The Bombay High Court has directed the Maharashtra government to take immediate steps to identify land in Mumbai and Pune for construction of additional jails to reduce overcrowding at Arthur Road and Yerwada prisons.
A division bench of justices A S Oka and A A Sayed also directed the government to see if it can carry out any additional construction at Arthur Road jail here and Yerwada prison in Pune to provide better facilities and space to the prisoners.
The court was hearing a public interest litigation filed by NGO ‘Jan Adalat – Centre of Para-Legal Services and Legal Aid’ on the issue of jail conditions in the state.
“The state government shall undertake immediate exercise of finding out government lands where additional prisons can be constructed in Mumbai and Pune. Appropriate steps shall be taken by the government within a period of three months,” the court ordered yesterday.
It directed the government to set up a committee headed by a retired high court judge and experts as members to conduct a scientific study on setting up a model prison with necessary infrastructure and steps to reduce overcrowding.

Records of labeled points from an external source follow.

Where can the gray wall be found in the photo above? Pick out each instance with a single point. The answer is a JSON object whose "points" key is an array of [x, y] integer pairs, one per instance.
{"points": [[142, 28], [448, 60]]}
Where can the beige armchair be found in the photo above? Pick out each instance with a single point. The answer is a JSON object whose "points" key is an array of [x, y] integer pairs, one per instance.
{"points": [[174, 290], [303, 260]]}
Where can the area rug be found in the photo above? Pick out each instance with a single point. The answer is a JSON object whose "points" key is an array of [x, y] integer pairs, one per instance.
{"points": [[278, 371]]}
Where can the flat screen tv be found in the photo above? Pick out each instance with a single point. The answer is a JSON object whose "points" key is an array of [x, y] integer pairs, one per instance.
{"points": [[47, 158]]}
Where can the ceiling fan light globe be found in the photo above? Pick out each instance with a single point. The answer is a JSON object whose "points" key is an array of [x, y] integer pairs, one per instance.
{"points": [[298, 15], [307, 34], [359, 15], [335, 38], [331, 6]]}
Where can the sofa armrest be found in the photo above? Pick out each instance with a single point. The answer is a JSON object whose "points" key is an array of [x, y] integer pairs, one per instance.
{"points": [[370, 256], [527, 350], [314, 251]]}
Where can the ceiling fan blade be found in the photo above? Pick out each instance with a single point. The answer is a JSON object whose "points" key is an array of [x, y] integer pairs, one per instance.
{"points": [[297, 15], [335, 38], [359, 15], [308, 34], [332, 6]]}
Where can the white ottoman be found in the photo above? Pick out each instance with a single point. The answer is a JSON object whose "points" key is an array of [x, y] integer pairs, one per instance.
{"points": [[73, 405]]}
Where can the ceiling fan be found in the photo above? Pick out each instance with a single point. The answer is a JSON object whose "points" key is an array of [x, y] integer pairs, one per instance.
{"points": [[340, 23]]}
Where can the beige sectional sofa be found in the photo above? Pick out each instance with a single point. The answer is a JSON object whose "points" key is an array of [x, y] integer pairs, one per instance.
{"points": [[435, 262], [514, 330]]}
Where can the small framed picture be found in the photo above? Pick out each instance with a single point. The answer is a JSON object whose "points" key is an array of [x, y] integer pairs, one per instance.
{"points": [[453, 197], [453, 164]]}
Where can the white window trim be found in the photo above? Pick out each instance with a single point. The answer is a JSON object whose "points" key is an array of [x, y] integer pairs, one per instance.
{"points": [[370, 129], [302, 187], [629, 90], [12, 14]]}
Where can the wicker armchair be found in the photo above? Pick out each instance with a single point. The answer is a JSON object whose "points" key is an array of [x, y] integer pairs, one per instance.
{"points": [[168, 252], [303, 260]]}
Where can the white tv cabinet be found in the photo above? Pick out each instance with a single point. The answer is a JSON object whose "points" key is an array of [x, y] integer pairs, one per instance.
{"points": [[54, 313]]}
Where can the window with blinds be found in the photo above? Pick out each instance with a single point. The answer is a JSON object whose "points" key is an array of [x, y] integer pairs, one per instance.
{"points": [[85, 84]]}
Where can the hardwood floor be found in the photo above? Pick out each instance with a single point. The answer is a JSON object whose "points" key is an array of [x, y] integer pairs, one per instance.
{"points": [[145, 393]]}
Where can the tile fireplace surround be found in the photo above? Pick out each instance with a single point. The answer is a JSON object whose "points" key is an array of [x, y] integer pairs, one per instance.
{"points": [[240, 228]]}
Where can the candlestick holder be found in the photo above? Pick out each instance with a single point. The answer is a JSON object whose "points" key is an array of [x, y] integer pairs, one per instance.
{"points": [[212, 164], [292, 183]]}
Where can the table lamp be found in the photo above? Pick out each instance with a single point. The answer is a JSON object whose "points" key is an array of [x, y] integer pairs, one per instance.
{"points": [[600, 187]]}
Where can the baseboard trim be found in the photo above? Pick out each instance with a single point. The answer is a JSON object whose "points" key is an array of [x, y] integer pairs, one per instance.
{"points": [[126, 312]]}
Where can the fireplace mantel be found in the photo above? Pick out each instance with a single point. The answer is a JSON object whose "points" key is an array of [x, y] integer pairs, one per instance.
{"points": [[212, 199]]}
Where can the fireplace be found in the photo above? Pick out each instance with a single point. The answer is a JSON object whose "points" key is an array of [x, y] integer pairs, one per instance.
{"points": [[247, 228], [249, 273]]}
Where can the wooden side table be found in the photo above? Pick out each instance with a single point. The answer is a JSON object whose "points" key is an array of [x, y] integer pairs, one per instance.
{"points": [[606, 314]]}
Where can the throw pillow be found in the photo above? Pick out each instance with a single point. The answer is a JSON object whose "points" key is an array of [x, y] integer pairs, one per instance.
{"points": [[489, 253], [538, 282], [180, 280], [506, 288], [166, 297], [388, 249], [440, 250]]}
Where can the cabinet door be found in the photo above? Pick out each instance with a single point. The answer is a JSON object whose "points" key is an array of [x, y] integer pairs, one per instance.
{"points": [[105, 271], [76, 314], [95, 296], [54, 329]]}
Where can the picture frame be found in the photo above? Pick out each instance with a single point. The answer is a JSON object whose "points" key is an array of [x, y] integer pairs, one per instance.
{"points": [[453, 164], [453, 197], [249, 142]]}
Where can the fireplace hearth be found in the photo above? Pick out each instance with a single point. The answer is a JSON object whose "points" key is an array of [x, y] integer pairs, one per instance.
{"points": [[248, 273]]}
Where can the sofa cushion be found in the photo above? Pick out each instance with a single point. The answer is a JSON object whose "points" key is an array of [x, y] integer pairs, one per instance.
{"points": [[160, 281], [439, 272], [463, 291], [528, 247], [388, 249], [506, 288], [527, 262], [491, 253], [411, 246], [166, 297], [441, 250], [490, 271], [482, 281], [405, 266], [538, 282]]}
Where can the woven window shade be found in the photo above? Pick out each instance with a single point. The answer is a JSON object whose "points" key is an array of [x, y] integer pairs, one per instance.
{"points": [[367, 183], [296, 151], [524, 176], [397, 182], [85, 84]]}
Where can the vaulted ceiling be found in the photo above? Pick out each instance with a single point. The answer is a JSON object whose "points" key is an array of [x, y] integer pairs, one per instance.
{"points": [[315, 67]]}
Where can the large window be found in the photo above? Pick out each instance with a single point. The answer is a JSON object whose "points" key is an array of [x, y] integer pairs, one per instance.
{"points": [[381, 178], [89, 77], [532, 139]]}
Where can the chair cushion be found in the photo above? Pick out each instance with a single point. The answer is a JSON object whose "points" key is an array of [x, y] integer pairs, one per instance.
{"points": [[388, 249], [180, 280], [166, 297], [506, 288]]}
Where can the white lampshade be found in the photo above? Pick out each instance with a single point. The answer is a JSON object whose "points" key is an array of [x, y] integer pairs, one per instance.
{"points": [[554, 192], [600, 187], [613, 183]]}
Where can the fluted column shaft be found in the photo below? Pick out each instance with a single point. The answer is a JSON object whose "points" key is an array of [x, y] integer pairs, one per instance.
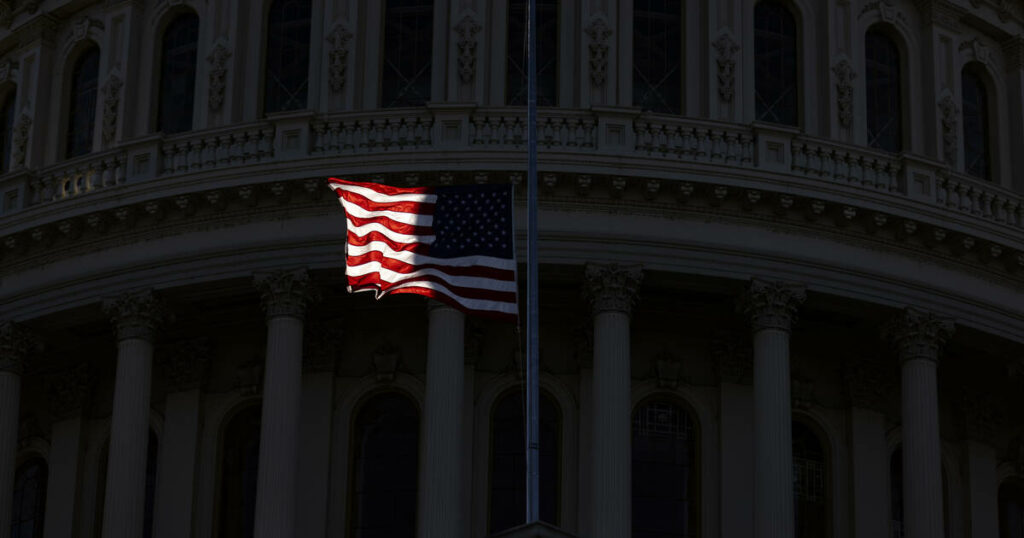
{"points": [[440, 506], [772, 306], [919, 336], [286, 295], [14, 346], [611, 291], [135, 318]]}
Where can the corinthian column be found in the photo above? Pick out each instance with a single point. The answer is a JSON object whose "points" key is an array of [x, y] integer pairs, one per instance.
{"points": [[14, 346], [611, 291], [919, 336], [772, 308], [440, 504], [135, 318], [286, 295]]}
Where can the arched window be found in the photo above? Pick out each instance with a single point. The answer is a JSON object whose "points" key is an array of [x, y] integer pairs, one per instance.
{"points": [[896, 495], [239, 466], [287, 70], [177, 74], [657, 31], [82, 111], [977, 156], [386, 433], [774, 63], [30, 499], [6, 130], [810, 483], [666, 472], [409, 29], [508, 463], [882, 79], [547, 53], [1012, 509]]}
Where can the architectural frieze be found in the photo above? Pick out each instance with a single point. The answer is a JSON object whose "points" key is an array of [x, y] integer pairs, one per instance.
{"points": [[919, 334]]}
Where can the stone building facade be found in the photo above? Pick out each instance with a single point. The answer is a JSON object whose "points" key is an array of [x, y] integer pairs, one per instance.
{"points": [[781, 257]]}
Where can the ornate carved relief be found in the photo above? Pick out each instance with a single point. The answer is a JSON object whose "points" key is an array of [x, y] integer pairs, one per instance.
{"points": [[772, 304], [611, 288], [600, 35], [948, 118], [69, 390], [186, 363], [844, 91], [919, 334], [726, 49], [135, 315], [338, 56], [386, 359], [218, 74], [15, 344], [466, 31], [112, 97], [19, 140], [286, 292]]}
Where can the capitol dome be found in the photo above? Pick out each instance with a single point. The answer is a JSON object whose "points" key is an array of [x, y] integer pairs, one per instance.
{"points": [[781, 258]]}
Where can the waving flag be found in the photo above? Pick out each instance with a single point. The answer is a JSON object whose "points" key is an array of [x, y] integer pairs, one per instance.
{"points": [[454, 244]]}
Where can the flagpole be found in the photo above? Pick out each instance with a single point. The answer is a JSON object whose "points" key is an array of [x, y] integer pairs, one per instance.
{"points": [[532, 349]]}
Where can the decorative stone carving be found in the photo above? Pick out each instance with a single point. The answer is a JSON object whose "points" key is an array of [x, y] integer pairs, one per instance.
{"points": [[323, 345], [386, 359], [218, 74], [186, 364], [844, 91], [611, 287], [466, 31], [948, 118], [919, 334], [600, 35], [15, 344], [772, 304], [733, 357], [69, 390], [338, 56], [135, 315], [726, 49], [19, 141], [112, 97], [286, 292]]}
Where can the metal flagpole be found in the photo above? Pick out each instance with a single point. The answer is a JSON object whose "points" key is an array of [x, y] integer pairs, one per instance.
{"points": [[532, 349]]}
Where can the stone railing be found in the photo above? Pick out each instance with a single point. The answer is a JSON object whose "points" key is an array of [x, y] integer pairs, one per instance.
{"points": [[655, 140]]}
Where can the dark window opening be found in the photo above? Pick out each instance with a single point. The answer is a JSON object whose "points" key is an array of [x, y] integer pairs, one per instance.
{"points": [[775, 63], [666, 485], [287, 70], [177, 74], [508, 464], [547, 53], [408, 52]]}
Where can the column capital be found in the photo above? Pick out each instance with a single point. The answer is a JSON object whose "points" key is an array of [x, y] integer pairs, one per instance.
{"points": [[286, 293], [772, 304], [15, 344], [611, 287], [186, 363], [919, 334], [135, 315], [69, 390]]}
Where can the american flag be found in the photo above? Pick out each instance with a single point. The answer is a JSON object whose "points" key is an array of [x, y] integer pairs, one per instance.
{"points": [[453, 243]]}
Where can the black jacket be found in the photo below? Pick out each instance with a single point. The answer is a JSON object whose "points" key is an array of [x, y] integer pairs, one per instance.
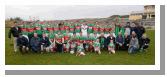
{"points": [[22, 41], [127, 40], [110, 38], [45, 42], [14, 31]]}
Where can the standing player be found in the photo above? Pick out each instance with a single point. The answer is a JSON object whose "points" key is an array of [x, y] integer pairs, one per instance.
{"points": [[96, 45]]}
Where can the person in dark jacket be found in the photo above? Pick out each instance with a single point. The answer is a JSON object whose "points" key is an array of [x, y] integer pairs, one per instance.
{"points": [[144, 42], [23, 43], [102, 41], [45, 43], [15, 31], [110, 37], [133, 28], [141, 31], [134, 44], [127, 41], [35, 43], [119, 41]]}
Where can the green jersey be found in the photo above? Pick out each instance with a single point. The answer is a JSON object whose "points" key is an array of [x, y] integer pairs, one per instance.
{"points": [[111, 45], [102, 41], [96, 44], [25, 33], [51, 35], [39, 32]]}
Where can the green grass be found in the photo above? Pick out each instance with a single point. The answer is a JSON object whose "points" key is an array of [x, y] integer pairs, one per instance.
{"points": [[120, 58]]}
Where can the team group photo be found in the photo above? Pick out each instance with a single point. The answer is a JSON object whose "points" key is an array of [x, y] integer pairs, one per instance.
{"points": [[80, 35]]}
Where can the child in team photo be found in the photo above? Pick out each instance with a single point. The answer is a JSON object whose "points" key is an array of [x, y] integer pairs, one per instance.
{"points": [[111, 47], [97, 46], [80, 51]]}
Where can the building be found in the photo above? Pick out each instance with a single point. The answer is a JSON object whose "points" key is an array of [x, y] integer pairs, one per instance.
{"points": [[135, 15]]}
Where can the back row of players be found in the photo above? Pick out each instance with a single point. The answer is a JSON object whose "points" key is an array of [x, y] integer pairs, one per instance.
{"points": [[78, 38]]}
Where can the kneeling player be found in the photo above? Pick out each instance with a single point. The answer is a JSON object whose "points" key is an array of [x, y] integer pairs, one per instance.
{"points": [[97, 46], [80, 50], [111, 47]]}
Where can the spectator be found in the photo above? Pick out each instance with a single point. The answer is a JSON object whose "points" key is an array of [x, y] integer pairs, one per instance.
{"points": [[144, 42], [119, 41], [127, 41], [134, 44], [15, 31], [44, 43], [23, 43], [102, 40], [127, 28], [110, 37]]}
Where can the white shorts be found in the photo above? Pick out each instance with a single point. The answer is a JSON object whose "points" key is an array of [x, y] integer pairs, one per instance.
{"points": [[97, 48]]}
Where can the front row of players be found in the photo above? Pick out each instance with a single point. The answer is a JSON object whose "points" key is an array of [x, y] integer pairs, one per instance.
{"points": [[76, 43]]}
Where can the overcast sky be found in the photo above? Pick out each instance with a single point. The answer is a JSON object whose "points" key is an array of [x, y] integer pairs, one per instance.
{"points": [[63, 12]]}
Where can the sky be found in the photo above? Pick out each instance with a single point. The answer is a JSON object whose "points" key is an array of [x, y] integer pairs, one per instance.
{"points": [[64, 12]]}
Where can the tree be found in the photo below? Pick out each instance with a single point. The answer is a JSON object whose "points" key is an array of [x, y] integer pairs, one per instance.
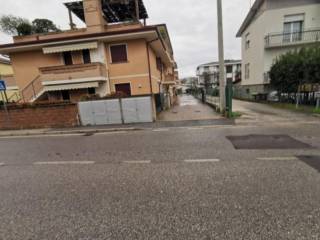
{"points": [[19, 26], [44, 26], [24, 29], [293, 69], [10, 24]]}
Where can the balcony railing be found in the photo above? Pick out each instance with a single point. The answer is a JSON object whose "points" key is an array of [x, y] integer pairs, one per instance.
{"points": [[62, 73], [294, 38], [69, 72]]}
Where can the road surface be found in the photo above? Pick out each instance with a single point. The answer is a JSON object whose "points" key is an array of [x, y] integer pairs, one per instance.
{"points": [[167, 183]]}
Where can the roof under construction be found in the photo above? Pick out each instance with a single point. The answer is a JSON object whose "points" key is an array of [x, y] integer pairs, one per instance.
{"points": [[113, 10]]}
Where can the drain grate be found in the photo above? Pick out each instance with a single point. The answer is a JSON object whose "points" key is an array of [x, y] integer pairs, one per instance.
{"points": [[312, 161], [266, 142]]}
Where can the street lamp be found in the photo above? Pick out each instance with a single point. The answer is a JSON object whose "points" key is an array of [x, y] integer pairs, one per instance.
{"points": [[221, 59]]}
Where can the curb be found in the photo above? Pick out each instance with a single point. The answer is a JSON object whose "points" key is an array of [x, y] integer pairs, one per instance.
{"points": [[88, 131]]}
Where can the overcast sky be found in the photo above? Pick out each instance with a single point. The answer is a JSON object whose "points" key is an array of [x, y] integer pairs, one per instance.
{"points": [[192, 25]]}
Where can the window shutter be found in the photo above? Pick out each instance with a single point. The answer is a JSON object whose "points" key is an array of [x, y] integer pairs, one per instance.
{"points": [[119, 53]]}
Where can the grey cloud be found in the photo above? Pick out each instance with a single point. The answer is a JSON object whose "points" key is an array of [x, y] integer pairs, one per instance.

The bench directed the committee to file its report along with recommendations in six months.
The court further said adequate provision will have to be made to set up a well equipped hospital inside the prison.
“In fact, the prison hospitals in central prisons should have all the modern amenities and availability of specialised doctors so that prisoners are not required to be admitted to public or private hospitals for undergoing treatment or surgeries,” the court said.
On the issue of minor children staying with their mothers at the Byculla Womens’ prison, the court said the government should take a policy decision as to till what age children can be permitted to stay with their mothers.
“It goes without saying that an arrangement will have to be made by establishing creche, nursery and kindergarten schools and if necessary primary schools near the precincts of the jails so that the children can get proper facilities of education,” the court said.
“If such facilities cannot be provided then the state government must ensure that they (children) are admitted to nearby schools or nurseries. As the mothers will not be in a position to pay regular fees when the children are required to be admitted in private institutions, the government will have to make an arrangement for payment of fees,” the judges said.